The following requirements must be met for a condominium project to be approved if it has an owner-occupancy percentage as low as 35%:
1. Existing project;
2. Use HUD Review and Approval Process option;
3. Financial documents must provide for funding of replacement reserves for capital expenditures and deferred maintenance in an account representing at least 20% of the budget;
4. No more than 10% of the units are delinquent; and
5. Three years of acceptable financial documents.
HUD's letter announcing this change noted that "owner occupants serve to stabilize the financial viability of the projects and are less likely to default on their obligations to ownership associations than non-owner occupants .... Owner occupants, unlike either investors or renters, are incentivized to cooperate with other unit owners to ensure successful operation of the project." However, HUD decided that substantial reserves, a low percentage of delinquent owners, and evidence of long-term financial stability mitigate the risk associated with lower owner occupancy.
October 26, 2016
A Mercer Island homeowner sued his downhill neighbors for specific performance of a covenant that requires landscaping to be maintained at a height no greater than the nearest roof peak. His neighbors responded that a hedge row on their property could grow as tall as the roof peak of the plaintiff's home because it was the closest structure to that hedge row. The trial court rejected that argument on summary judgment and ordered the downhill neighbors to trim the hedge row, concluding that the covenant pertains to the nearest roof peak on the same property as the vegetation. The Court of Appeals recently affirmed that decision in an unpublished opinion.

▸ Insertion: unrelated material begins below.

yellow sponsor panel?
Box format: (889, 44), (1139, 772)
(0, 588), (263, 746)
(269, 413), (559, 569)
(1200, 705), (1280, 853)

The homeowner in this case sued in order to restore a view of Lake Washington that he was legally entitled to enjoy pursuant to a set of recorded covenants, and the value of that view is central to the Court's decision. The Court notes that "it is common sense that a lakefront property is more desirable when it has a view of the lake." It then points out that the covenants "call for landscaping to be maintained to protect the overall desirability of all of the properties in the subdivision" and that "it would be inconsistent with this provision to permit landscaping to grow so tall that it completely blocks the view from the uphill neighbor's outlook."
October 14, 2016
The Washington Court of Appeals recently issued an unpublished opinion indicating that a row of trees violated a covenant restricting "hedges" to a height of six feet or less. The parties own property in a neighborhood on Whidbey Island that is built on a slope and that provides views of the Puget Sound and the Olympic Mountains. Trees on downhill property blocked uphill property views, causing the uphill property owners to file a lawsuit arguing that the trees constituted a hedge in violation of a restrictive covenant. The trial court ordered the downhill property owners to cut certain trees to a height of six feet or less, and those owners appealed.
The Court of Appeals noted that one definition of "hedge" is "a boundary formed by a row of trees planted close together." The Court decided that the row of trees constituted a "hedge" under the terms of the restrictive covenant and that it was therefore subject to the height restriction. The Court emphasized that the scenic location and views are an important part of the value of the properties and that protecting views is in the homeowners' collective interest.
September 12, 2016
In a recent unpublished opinion, the Washington Court of Appeals affirmed the trial court's summary judgment denial of a condominium owner's legal challenges to the assessments charged to his unit. The owner argued that the assessments were invalid in a variety of ways, but the Court held that he did not offer sufficient evidence to support any of them. The Court also noted that "the owner of a condominium residential unit may not withhold payment of condominium assessments as a form of protest."